Le Grand Conseil genevois est entré en matière vendredi matin sur le projet de budget 2012. Tous les partis, sauf le MCG et l’UDC, ont répondu positivement à ce vote introductif. Les députés ont ainsi pu entamer le deuxième débat, où 53 propositions d’amendement doivent être examinées. Elles proviennent pour la plupart du Parti socialiste et du MCG, deux formations qui menacent de refuser le budget en l’état, à l’instar de l’UDC.

Pour cette dernière, le déficit prévu de 352 millions de francs est «ahurissant dans cette conjoncture»: «Nous allons droit dans le mur, l’Etat est devenu un Frankenstein administratif prêt à dévorer ses enfants», avertit Eric Leyvraz.

Juste milieu entre le populisme et le dogmatisme

A l’inverse, pour une socialiste comme Anne Emery-Torracinta, la baisse d’impôts votée en 2009 était «excessive» et les coupes envisagées ont été effectuées «à la hache». Quant au MCG, il dénonce à la fois un déficit trop important, la croissance des charges plus forte que celle des revenus et les mesures d’économie effectuées sur le dos de la fonction publique.

Quatre des cinq partis gouvernementaux sont en revanche prêts à voter le projet de budget, ce qui devrait théoriquement lui assurer 58 voix, soit davantage que les 51 nécessaires pour avaliser une planification déficitaire. Les partis membres de cette majorité ont lancé des appels au consensus.
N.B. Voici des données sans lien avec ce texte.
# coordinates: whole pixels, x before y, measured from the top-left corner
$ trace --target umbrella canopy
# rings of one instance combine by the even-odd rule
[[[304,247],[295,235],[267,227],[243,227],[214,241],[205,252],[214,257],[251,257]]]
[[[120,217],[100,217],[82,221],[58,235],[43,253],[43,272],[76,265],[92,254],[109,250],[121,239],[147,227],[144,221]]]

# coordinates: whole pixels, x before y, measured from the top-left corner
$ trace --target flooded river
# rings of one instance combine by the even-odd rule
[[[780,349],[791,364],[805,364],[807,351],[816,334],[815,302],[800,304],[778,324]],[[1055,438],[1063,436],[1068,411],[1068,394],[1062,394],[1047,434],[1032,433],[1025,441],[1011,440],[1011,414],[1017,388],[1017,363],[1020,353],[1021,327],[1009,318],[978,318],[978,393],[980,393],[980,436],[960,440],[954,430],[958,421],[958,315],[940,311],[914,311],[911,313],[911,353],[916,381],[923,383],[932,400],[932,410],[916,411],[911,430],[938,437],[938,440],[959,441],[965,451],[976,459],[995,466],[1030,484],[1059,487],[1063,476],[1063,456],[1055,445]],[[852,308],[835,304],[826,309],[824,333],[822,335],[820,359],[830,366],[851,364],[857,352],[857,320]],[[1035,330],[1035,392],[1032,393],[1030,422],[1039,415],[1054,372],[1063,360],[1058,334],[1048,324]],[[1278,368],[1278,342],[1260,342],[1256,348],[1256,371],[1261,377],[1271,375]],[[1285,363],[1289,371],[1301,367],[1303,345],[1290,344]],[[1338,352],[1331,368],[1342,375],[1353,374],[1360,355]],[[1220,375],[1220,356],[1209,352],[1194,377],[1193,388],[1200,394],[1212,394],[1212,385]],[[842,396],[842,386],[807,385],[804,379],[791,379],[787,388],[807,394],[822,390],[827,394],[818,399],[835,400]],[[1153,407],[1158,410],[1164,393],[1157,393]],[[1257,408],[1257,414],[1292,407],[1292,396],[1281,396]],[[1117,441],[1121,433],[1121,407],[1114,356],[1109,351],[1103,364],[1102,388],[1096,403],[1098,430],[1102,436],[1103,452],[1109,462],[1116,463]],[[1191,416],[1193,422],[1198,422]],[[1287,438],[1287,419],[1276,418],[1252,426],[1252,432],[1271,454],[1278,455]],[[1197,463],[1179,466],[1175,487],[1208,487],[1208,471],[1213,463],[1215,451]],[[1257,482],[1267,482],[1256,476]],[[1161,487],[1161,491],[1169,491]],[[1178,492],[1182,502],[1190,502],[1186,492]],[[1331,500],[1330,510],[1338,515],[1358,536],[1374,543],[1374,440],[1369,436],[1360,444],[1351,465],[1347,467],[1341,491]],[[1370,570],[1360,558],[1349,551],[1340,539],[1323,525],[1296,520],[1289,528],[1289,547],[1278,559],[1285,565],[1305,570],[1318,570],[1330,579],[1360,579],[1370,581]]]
«Ce budget n’est pas le budget idéal des Verts ni d’aucun parti», a avancé l’écologiste Emilie Flamand. «C’est un budget douloureux, réaliste, pragmatique, qui permet de maintenir des priorités», a enchaîné la PDC Anne-Marie von Arx-Vernon. «Il y a un juste milieu entre le populisme et le dogmatisme», a encore plaidé le radical Jacques Jeannerat, tout en avertissant que «ceux qui croient que le peuple acceptera des hausses d’impôts se fourvoient».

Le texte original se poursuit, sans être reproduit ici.